When the hood is closed, and the car is race-ready, there must be no way for anybody to touch a live, bare,
conductor or terminal on the traction circuit (over 24 volts.) Competitors are permitted to have exposed highvoltage under the hood or under service covers. The Competitor, or one crew, must be present when there is
exposed high voltage at all times. This is to safeguard against curious spectators from injuring themselves. The
ordinary spectator doesn’t comprehend that "car wiring" can be deadly.
6 Electric Powered Motorcycle Designation (7.50 (*4.50) seconds & slower)
Requirements and specifications for electric powered motorcycles are the as Modified Bike and
incorporated all Electric Powered Vehicles regulations with the following exceptions.
6.1 Motor
Electric motor(s) only permitted.
6.2 Batteries
Wet, (free liquid) batteries prohibited.
Competitors are not permitted to use flooded batteries on an Electric Motorcycle. If the battery has any liquid
inside, including gel, it is not permitted.
6.3 Master Cut-off
All electric motorcycles must be equipped with a switch, attached to the rider with a lanyard, capable of
shutting off all power to electric traction motor.
This is similar to the "master cut-off" required in all bike classes, but must shut down the main contactor (or breaks
the traction battery circuit) when a rider comes off the bike. The main ("safety") disconnect must be physical
contacts.
On a motorcycle, the driver must be able to actuate the master cut-off with both hands on the handlebars and both
feet on the pegs.
Glossary
APU - Auxiliary power unit. This is a fuelled electric generator used to power an EV on long trips.
C.G. - Centre of gravity.
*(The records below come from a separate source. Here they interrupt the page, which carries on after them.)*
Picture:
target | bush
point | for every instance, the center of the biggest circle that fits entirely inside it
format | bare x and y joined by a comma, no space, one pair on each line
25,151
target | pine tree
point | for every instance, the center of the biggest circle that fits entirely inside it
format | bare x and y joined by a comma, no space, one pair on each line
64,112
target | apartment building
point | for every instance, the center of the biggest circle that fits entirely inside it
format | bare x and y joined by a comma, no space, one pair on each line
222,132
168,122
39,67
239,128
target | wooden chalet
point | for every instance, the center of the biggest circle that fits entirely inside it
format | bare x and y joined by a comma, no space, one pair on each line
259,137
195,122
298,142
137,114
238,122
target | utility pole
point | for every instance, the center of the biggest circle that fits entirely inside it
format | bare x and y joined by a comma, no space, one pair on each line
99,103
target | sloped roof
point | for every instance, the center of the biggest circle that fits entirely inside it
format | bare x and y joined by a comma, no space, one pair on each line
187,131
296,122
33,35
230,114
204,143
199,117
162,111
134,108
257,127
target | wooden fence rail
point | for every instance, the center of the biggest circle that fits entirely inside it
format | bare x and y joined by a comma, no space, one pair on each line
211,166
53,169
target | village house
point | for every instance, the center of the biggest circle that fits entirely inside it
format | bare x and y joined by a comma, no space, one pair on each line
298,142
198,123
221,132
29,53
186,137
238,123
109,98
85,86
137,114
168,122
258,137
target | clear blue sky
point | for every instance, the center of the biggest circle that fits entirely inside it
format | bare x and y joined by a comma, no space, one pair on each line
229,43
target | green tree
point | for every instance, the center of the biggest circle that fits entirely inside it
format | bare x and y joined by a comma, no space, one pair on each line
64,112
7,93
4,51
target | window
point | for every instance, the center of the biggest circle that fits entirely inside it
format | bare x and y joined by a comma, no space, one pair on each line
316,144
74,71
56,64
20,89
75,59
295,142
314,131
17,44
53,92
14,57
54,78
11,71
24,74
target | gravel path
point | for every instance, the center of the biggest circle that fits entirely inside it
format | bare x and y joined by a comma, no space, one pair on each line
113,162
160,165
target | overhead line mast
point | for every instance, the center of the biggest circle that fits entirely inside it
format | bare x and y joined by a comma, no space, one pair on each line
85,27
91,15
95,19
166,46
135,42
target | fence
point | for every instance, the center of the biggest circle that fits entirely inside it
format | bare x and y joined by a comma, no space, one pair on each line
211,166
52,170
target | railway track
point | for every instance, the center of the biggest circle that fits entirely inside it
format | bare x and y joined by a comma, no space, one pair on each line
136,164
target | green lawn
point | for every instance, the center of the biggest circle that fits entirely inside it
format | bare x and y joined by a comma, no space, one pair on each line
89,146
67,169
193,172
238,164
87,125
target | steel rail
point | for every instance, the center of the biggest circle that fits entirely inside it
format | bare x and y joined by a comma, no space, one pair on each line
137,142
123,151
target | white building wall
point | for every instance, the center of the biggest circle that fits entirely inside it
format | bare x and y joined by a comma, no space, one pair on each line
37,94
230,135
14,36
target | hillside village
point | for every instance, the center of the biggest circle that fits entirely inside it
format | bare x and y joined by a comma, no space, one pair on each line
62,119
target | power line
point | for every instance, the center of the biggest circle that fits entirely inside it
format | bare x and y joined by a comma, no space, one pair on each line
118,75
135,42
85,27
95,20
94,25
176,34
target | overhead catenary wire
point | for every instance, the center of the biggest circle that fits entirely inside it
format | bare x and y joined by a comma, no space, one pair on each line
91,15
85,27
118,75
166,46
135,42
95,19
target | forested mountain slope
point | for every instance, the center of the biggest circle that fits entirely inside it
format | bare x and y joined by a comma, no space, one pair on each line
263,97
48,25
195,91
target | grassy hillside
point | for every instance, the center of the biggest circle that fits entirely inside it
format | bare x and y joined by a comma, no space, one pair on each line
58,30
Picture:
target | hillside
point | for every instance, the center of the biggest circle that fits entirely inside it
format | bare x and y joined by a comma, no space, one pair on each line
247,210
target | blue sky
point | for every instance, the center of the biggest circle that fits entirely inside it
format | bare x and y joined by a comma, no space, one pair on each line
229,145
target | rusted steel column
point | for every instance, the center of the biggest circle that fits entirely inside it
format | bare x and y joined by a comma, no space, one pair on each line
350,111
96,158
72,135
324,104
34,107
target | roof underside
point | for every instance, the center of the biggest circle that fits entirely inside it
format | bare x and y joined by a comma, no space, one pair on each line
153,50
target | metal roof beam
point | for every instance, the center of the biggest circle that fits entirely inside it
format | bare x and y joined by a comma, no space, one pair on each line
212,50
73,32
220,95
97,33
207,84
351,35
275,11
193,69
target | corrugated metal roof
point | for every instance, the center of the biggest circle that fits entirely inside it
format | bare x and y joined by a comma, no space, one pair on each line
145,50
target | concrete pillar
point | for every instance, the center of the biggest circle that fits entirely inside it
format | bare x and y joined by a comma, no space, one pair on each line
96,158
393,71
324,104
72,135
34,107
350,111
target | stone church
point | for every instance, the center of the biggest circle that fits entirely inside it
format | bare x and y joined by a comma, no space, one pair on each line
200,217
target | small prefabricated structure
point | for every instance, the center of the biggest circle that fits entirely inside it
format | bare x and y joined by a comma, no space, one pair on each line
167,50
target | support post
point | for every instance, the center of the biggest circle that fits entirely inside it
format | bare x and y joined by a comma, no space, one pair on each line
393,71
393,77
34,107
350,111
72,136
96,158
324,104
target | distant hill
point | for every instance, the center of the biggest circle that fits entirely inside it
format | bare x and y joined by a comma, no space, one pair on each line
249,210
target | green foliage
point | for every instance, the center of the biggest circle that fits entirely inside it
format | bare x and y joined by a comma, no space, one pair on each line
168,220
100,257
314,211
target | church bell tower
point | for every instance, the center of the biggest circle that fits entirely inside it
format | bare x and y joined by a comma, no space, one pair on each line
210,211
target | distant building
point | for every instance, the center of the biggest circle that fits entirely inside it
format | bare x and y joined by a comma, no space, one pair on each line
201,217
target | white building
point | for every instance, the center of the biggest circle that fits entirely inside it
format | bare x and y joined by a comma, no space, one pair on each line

The balance point of a vehicle.
Conversion - An electric vehicle that was not mass-produced. That is, an EV that you built yourself.
EPV - Electric Powered Vehicle. A vehicle powered by electricity.
Ground Fault - An electrical connection from the traction wiring to the chassis of the vehicle. This is a dangerous
condition.
ICE - Internal combustion engine. Typical gasoline engine found in most cars.